# Our Chicken Tractor, Plans Included



## marlowzach

Just thought I would share our chicken tractor with everyone. It has worked well for us, and houses 6 hens for us.

The coop was easy to build, and we made up some chicken tractor plans if your interested!


----------



## Apyl

Very neat. I am toying with the idea of making a A frame tractor for my daughters 4-H birds next year. I'm hoping it will help keep them looking better if a rooster can't get to them and they can't get to the mud puddles lol.


----------



## Tara80

We've been building chicken tractors too over the last few weeks! They're very fun to do together as a family.

Ours are 8' x 4' x 4' high and we put in a roost between the beems and a hen house on the back, in the air. We also paint ours with white decking sealant so they look nice, white and pretty.

My son just got about 50 chickens for his 4H projects next year and, Apyl, that's exactly why we started building them - to keep them clean, they can eat the grass and only have 1 rooster per however many hens.

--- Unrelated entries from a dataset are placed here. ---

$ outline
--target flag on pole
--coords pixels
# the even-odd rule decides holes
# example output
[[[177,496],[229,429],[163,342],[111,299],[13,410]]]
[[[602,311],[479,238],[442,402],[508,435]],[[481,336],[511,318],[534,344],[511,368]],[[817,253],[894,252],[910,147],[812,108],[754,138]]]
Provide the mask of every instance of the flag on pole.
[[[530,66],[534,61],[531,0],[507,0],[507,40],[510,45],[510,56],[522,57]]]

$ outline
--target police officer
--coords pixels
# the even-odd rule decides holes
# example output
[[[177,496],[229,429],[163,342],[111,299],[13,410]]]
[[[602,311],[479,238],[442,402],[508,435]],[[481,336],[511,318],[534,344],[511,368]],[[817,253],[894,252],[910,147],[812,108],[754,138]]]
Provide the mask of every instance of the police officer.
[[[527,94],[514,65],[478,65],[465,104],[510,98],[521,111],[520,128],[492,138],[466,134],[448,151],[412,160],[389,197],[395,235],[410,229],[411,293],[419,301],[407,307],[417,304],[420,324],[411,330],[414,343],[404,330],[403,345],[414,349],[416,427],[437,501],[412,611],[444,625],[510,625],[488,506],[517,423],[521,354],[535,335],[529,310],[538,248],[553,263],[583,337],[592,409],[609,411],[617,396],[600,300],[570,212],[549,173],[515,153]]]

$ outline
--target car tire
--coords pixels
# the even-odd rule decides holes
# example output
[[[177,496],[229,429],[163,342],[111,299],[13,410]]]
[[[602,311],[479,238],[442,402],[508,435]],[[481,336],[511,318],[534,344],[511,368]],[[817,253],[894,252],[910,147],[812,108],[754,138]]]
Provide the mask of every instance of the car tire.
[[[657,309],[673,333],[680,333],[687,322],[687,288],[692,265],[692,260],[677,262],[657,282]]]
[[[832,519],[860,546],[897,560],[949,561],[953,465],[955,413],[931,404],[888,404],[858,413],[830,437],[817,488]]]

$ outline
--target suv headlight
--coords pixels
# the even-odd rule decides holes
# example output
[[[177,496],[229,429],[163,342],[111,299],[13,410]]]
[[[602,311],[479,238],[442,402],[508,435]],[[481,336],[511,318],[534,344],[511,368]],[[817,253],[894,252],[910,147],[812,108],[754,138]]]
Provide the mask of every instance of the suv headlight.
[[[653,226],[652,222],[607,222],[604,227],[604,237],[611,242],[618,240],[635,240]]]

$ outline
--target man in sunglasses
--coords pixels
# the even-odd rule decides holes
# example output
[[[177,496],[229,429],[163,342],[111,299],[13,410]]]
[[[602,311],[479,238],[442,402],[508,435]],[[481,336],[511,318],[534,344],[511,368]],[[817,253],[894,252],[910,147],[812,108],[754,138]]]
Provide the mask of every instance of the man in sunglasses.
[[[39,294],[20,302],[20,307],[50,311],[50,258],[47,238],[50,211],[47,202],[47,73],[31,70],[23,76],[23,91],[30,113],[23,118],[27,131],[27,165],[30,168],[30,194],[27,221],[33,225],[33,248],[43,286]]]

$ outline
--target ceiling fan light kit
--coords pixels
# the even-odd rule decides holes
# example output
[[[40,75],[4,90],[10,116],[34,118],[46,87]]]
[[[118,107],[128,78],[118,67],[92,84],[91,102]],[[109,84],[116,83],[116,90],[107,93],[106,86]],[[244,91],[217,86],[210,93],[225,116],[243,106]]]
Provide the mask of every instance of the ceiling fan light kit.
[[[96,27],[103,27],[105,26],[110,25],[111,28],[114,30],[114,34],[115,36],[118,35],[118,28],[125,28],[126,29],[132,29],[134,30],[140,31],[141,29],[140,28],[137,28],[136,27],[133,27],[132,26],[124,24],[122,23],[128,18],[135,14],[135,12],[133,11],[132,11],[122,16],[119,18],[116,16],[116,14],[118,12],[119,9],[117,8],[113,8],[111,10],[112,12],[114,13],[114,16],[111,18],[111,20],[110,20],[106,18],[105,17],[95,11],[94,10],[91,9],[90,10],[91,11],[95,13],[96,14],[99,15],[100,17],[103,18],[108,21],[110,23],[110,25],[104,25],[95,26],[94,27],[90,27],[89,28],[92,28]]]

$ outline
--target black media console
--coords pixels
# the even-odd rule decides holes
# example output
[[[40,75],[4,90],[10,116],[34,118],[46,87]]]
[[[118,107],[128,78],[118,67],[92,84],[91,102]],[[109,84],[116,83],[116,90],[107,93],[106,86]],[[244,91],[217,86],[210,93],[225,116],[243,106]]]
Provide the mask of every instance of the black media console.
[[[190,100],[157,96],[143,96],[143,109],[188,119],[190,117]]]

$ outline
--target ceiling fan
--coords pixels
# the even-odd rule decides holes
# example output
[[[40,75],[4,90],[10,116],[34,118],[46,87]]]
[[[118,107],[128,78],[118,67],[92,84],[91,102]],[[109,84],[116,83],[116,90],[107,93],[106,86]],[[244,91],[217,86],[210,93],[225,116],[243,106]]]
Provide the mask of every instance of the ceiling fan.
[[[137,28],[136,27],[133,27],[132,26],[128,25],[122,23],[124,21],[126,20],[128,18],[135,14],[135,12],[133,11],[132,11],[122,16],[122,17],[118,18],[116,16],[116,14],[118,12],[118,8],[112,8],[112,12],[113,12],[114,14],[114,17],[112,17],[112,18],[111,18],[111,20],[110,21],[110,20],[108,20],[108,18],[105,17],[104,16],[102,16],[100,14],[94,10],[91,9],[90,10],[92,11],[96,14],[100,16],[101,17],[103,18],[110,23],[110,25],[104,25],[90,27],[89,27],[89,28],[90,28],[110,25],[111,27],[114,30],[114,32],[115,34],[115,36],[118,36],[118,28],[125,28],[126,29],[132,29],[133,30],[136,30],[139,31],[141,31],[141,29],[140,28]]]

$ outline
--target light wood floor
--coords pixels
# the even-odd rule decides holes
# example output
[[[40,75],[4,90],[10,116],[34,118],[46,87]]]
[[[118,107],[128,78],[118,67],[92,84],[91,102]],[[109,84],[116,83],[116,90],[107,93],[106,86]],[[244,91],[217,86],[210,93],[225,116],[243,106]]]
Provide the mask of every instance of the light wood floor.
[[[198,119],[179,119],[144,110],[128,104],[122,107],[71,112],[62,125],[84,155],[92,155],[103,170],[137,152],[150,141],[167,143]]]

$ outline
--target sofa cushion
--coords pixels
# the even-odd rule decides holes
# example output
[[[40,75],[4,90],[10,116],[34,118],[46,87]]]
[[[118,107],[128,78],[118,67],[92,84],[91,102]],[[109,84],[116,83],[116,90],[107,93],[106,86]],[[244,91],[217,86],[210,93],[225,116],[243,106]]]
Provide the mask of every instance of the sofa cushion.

Thanks for the great picture!


----------



## marlowzach

Yeah it would be a great project to do with the kids, they would have a blast. And it makes taking care of the chickens so much easier, and much cleaner.


----------



## rob

cool. another great home made coop


----------



## jacksonT

Make sure if you don't free range make sure they have a dirt bathing area otherwise they will start to stink if they can't get to the dirt. It also keeps bugs off em'.


----------



## xossamito

That's a good looking one, Make sure you best position your chicken tractor.


----------



## marlowzach

jacksonT said:


> Make sure if you don't free range make sure they have a dirt bathing area otherwise they will start to stink if they can't get to the dirt. It also keeps bugs off em'.


That is a very good tip. A lot of the spots we bring our chickens is around the gardens so there is usually dirt available.


----------



## anakonia

That looks light and easy to move. I like that! You charging for plans or just sharing them? I could use all the help I can get and sadly most of the free plans advertise on the internet are not really free. I think this would be lovely for Cochin bantams which in time I plan to get.


Sent from my iPhone using Chicken Forum


----------



## anakonia

I am sorry I am not always the brightest with technology. I found your plans. Going to have hubby look at it. Thanks for sharing! 


Sent from my iPhone using Chicken Forum


----------